Msgr. Boxleitner died March 14 at the age of 82.
“Box was a great guy who did wonderful things for countless people, both in his role as an agency head but also in his role as a chaplain, as a priest,” Short said. “I will miss him every day as will those who are on the margins of society.”
Making a difference
Msgr. Boxleitner was born in St. Paul in 1931, attended St. Paul Seminary and was ordained in 1956.
He served at Holy Name in Minneapolis for five years before leaving to pursue graduate studies at The Catholic University of America in Washington, D.C.
Upon completing a master’s degree in social work in 1963, he became director of Catholic Welfare Services of Minneapolis.
“We know that [in 1977] Box took four struggling agencies here in the archdiocese and consolidated them, gave them a new vision and transformed the way services would be provided to the poor — with dignity, respect and in the most professional way possible. He succeeded in building an agency which locally commanded great credibility and which nationally is still seen as a leader, creative and cutting-edge,” Father Larry Snyder, a priest of the Archdiocese of St. Paul and Minneapolis and president of Catholic Charities USA, said in his homily during the funeral Mass.
Msgr. Boxleitner would go on to lead the agency for the next 21 years, retiring in 1998.
Under his leadership Catholic Charities grew to an organization of more than 600 employees and more than 12,000 volunteers.
“He was not a manager — although he was always prepared to make tough decisions. He was a leader,” Short said. “He articulated the mission of Catholic Charities clearly and forcefully — to serve the poor. Whether the program was designed to help them transition out of poverty or was simply designed to help those on the street find some comfort now, all were important.”
Msgr. Boxleitner lived on the campus of St. Joseph’s Home for Children during his tenure at Catholic Charities. He ate breakfast there and usually had a line of kids wanting to talk to him.
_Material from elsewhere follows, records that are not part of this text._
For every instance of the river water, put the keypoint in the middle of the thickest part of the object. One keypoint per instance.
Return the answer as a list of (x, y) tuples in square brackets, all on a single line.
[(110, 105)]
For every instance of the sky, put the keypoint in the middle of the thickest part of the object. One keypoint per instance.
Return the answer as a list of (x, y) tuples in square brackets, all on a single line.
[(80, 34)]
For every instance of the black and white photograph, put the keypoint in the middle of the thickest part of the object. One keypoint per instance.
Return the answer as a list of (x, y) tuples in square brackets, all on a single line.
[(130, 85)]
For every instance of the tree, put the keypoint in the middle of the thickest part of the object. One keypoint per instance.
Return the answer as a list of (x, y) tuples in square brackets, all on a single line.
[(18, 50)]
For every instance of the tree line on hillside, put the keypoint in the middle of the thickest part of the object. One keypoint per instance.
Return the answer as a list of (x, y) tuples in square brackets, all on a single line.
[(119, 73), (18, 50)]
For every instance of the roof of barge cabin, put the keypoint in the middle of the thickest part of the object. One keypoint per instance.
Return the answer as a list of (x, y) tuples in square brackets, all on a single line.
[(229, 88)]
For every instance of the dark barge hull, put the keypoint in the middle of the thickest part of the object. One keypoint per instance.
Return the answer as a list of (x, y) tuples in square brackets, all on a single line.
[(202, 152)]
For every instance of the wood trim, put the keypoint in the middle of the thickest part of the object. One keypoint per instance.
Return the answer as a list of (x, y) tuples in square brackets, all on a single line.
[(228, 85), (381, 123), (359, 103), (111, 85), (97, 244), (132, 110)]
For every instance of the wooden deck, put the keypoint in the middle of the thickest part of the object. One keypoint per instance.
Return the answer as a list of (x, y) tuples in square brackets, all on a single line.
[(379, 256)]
According to Short, he almost never got through the morning paper. “It was important to Box that throughout his life he dealt with individuals one-on-one,” he said.
Father Snyder, who succeeded Msgr Boxleitner as head of Catholic Charities in the archdiocese before moving to the national office said “it is Matthew 25 that perhaps best defines Box’s life and priorities. His faith, his ministry was totally focused on the corporal works of mercy.”